Nanopore sequencing is the future of DNA sequencing. The idea of using nanopores (physical nano-holes) to sequence DNA is quite simple and powerful. Information contained in the genome is in the linear sequence of the bases, from one end to the other. The simplest and most direct way to sequence this linear information chain is to probe and read it at a single point along the chain, one base at a time, successively, from end to end. Nanopore technologies aim to do this by threading DNA through the pore and reading base sequence as DNA passes through the nanopore aperture.

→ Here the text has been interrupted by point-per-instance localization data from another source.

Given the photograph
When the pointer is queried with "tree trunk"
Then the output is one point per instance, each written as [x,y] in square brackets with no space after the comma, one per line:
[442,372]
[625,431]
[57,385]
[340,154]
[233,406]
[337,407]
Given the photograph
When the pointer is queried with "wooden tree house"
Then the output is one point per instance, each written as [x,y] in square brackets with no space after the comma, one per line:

Primer on the Human Genome, Genotype and Phenotype
Human genome comprises around 20,000 genes designed to produce at least as many proteins, with RNA as the intermediate. Regions of the genome that encode individual proteins are called genes. These are typically few to ten thousand bases in length. While DNA is the blueprint, proteins that are produced are the functional entities. This transfer of information from ‘DNA to RNA to protein’ is called the central dogma of biology.
Single cell genomics implies sequencing the DNA in each cell, in a population of cells (collected from blood or tissue), to understand the diversity of cells and function of the ensemble (organelles, organs). Genome wide association studies are DNA sequencing studies involving a large number of individuals (population) to identify statistically significant gene patterns (genotype) that associate with observed features (called phenotype) such as height, color of eyes/hair, disease predispositions.

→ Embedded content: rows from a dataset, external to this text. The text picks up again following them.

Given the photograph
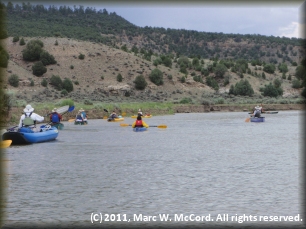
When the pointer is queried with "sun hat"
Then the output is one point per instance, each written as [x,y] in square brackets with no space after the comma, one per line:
[28,108]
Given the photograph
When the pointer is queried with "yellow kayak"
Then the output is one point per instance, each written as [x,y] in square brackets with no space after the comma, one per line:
[5,143]
[144,116]
[115,120]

The process of producing proteins from DNA is referred to as protein expression (à la expression of ideas using sentences, in language). DNA, RNA and proteins are all biopolymers, sequential chains of respective building blocks. Sequence of bases in DNA determines the sequence of amino acids in proteins. Short chains of amino acids form peptides (like words made of letters) and longer chain of peptides (poly-peptide) folds onto itself in three dimensions to form a functional protein (like sentences made of words, that together gives it meaning).

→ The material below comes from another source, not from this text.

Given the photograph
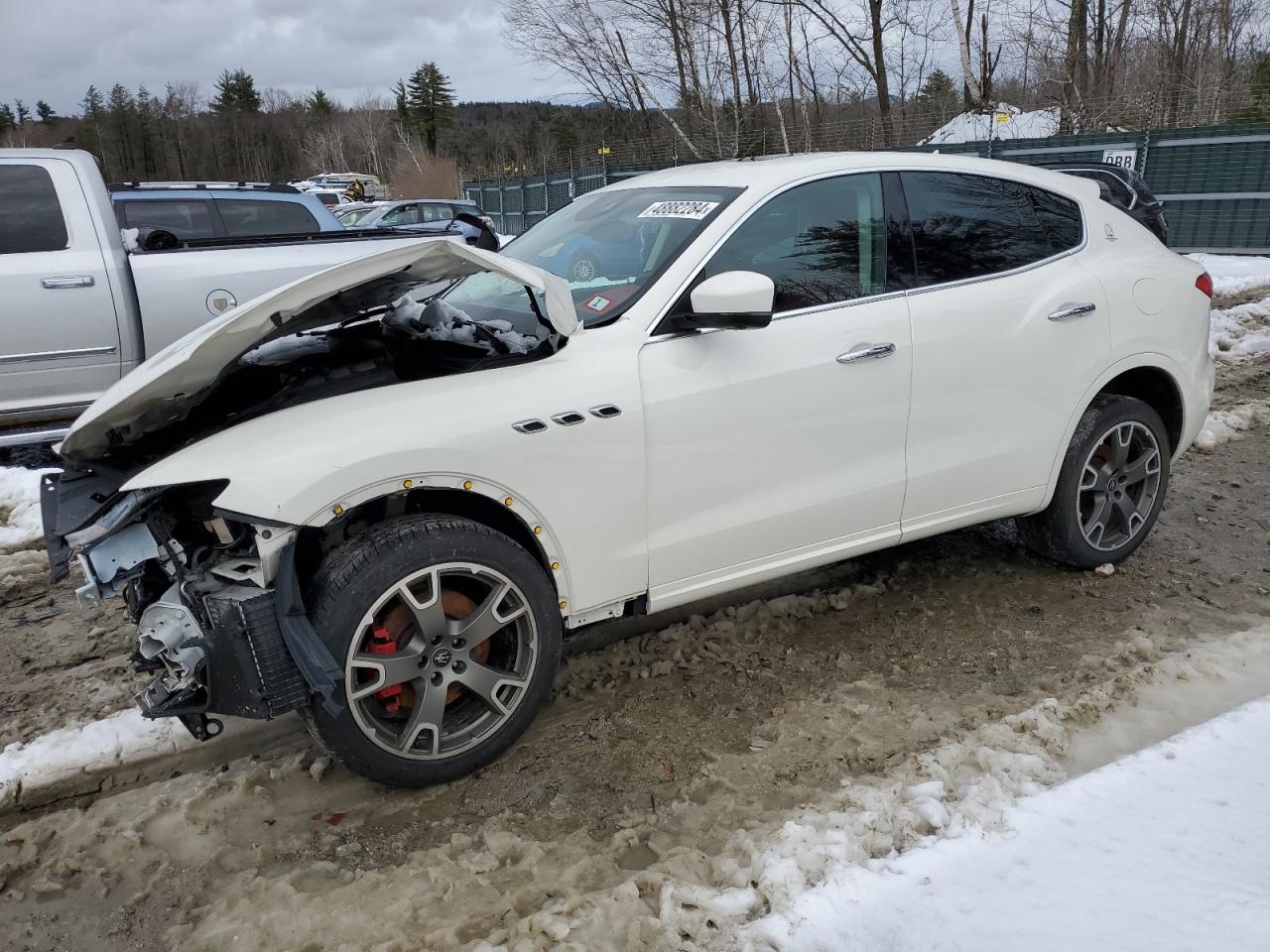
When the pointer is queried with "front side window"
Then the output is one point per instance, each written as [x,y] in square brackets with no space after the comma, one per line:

There is yet another quirky analogue to Language, if you will. Only around 2% of the genome actually encodes the information to make over 20,000 proteins (coding portion of the genome). So what's the purpose of the rest 98% of the genome, the non-coding portion, you wonder? Do you recall the 'statement of terms and conditions' for software/services or 'privacy policy' of social media or online platforms? These often run into tens of pages, listing a range of rights, rules, regulations, clauses, caveats, disclaimers, disclosures and so on. However, the essential rights and rules for all parties can often be reduced to a dozen bullet points or so, less than a page. The rest 95% of the text is made up of legalese that informs on how these key points are regulated or governed. In a similar fashion, the rest 98% of the genome is thought to have instructions to regulate the 2% of the genome that encodes proteins. While this is oversimplification of an area that is under active research, it provides a high level understanding.